Health insurance has transformed itself into a discount chain that no longer provides assistance in paying for health care and treatment but offers a lot of cheap stuff that people can buy such as an annual exam (that's right, we don't need to pay thousands in premiums for a $300 physical), or the services of a dietitian. For needed help in paying for health care and treatment, health insurance policies have failed as a product. Only those least likely to ever need it can obtain broad affordable coverage.
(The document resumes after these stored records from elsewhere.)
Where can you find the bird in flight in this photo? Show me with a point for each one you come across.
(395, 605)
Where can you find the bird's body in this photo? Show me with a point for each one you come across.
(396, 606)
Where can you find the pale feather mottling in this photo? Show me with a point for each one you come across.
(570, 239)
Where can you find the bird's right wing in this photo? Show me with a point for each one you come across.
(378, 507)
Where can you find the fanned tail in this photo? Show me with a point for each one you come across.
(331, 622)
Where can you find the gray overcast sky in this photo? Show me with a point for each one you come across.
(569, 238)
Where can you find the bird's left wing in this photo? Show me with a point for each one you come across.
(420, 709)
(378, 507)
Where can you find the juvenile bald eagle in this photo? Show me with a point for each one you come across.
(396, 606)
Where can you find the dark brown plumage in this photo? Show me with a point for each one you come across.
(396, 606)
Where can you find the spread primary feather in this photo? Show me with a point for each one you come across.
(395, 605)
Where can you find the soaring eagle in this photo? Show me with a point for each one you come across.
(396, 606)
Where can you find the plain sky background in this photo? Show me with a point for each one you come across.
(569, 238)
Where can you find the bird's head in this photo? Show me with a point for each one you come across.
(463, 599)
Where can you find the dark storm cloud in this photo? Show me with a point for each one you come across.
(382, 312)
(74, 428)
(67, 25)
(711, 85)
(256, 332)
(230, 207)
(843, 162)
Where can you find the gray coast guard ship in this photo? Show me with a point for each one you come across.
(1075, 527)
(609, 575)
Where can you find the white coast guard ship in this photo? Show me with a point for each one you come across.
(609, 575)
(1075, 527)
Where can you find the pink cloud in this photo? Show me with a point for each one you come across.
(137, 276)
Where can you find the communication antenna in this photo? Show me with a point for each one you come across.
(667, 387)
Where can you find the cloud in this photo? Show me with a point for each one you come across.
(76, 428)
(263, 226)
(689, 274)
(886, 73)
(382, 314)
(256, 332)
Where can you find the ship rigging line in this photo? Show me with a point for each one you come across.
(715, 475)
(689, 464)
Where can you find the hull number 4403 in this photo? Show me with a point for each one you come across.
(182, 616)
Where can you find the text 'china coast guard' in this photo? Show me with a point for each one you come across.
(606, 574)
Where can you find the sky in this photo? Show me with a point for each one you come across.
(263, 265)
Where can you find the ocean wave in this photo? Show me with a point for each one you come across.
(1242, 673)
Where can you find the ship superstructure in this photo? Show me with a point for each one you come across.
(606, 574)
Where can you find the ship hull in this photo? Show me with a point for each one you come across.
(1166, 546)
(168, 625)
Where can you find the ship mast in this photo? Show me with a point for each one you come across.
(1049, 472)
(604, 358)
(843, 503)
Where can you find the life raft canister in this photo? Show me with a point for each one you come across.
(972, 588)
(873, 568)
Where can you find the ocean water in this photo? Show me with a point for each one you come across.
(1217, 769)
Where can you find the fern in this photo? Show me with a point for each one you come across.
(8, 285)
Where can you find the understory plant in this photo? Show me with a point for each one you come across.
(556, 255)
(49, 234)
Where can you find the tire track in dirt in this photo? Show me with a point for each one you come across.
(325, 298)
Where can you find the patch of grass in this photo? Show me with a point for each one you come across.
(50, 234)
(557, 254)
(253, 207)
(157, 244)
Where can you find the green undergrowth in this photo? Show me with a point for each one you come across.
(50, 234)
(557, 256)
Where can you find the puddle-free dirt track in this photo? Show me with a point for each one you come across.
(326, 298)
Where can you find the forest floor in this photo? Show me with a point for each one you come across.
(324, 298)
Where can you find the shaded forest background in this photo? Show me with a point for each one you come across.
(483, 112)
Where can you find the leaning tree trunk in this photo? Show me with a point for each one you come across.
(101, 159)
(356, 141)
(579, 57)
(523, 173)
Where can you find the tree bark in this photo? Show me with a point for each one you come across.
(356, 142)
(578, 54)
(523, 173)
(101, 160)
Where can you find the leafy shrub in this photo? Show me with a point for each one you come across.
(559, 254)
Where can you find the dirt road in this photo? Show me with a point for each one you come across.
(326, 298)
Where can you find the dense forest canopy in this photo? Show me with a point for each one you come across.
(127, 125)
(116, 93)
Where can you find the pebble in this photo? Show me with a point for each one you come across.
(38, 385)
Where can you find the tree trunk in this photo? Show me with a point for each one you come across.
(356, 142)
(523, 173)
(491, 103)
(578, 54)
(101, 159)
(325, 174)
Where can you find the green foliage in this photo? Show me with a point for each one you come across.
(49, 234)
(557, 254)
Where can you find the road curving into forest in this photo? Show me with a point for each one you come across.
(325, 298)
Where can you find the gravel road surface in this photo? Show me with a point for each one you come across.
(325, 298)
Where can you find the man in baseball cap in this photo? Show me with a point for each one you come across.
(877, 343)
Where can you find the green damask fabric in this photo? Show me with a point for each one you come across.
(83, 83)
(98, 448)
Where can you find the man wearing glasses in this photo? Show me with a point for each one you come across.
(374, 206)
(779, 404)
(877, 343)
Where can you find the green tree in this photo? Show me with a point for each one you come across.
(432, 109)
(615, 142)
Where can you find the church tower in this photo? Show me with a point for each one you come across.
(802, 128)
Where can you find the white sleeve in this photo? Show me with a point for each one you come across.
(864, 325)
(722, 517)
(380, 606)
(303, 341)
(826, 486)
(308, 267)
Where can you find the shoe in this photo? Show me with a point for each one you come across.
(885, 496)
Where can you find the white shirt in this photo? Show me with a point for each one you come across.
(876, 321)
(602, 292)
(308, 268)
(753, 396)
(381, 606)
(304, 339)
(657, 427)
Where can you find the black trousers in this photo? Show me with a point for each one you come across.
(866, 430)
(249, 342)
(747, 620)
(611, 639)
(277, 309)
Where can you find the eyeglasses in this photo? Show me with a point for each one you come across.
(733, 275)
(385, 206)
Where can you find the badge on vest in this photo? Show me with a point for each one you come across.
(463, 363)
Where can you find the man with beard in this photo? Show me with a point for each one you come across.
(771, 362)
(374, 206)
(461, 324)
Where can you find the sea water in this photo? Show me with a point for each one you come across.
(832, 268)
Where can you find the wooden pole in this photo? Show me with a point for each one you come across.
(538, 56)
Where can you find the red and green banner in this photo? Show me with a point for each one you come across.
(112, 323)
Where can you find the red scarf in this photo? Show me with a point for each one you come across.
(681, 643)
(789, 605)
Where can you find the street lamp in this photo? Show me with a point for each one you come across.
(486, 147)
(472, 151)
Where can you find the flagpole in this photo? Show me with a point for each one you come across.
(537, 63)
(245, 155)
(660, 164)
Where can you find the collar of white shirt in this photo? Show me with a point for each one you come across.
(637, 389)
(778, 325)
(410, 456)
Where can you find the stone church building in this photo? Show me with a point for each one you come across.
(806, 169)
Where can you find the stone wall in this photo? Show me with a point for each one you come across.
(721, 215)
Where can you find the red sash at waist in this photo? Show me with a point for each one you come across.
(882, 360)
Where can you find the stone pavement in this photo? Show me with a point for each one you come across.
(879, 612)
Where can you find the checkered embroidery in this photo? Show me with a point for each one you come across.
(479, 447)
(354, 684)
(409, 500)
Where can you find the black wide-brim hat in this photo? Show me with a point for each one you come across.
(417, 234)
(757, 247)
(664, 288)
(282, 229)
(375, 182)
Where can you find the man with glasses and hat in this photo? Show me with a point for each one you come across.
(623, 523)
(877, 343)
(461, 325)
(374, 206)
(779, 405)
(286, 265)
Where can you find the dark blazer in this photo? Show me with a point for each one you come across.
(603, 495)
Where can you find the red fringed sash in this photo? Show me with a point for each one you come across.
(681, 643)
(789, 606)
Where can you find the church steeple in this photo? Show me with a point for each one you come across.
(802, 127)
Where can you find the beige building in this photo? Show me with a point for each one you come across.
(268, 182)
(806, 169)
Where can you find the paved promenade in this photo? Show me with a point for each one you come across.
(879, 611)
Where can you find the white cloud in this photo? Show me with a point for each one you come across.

Like the old joke about the guy waving his arms and when questioned says he's keeping away the pink elephants and his audience says they didn't see pink elephants and the guy responds, "see it's working," the health insurance industry is making its product affordable by providing broad coverage only to those who are least likely to need help in paying for health care and treatment.

People aren't stupid. If you are fortunate enough to be healthy, wise enough to never have picked up a bad habit, or young enough to be statistically likely not to require expensive medical care, you probably don't need health insurance because you probably won't need help in paying for expensive medical care and treatment. If health insurance kept its end of the bargain, people would be buying the product. But we are not getting our money's worth. A physical might run $300.00, a dietitian maybe $80 an hour. Why buy a policy that pays for that when it costs more than that in premiums for a month?

It is the RISK OF THE COST OF TREATING ILLNESS that we expect health insurance to assist in paying. As health insurance companies carve out exclusions, exceptions and delays in providing that basic requirement, they have failed as a marketplace product. Instead of protecting this failed product through legislation, all stakeholders should be working towards improving the health insurance product in terms of benefit and expense and improving the goods and services within the health care industry.

While people spout numbers of uninsured, and the cost of medical malpractice insurance, shockingly little time is spent on addressing the supporters of the health care industry, the consumers. For us the fact that we are ranked 34 in life expectancy is an indictment of our health care system. For us, reports prepared by other stakeholders such as a description of where our premium dollars go as shown in a Price Waterhouse Coopers assessment for American Health Insurance Plans describing why health insurance premiums are rising. http://www.ahip.org/redirect/PwCCostOfHC2006.pdf is relevant.

The report, on page two, has a pie chart, that credits premium increases to: 27% general inflation, 30% increase in the price paid for healthcare in excess of inflation, and 43% increased utilization ("consumer demand, new medical treatments,....more intensive diagnostic testing due partially to the practice of defensive medicine."http://www.ahip.org/redirect/PwCCostOfHC2006.pdf page 2).

The marketplace is speaking: We don't want to pay more in premiums to cover payments to health care providers and insurance companies when our ability to obtain assistance in paying for needed health care and treatment is being reduced. There is no solution to the health care crisis by trying to manipulate, tax, and further cripple the consumer's ability to obtain and pay for needed medical treatment. Preventive coverage benefits all stakeholders, it is not what we need health insurance for. Look at the number of dietitians participating in health plans, now look at the number of oncologists. It is the product of insurance that consumers are rejecting. We don't need health insurance unless it actually pays for what it was intended to pay for: needed medical care and treatment. By changing itself into some health care lite product that lets you keep track of your diet, your weight and get a physical every year, we have rendered health insurance a bad economic deal.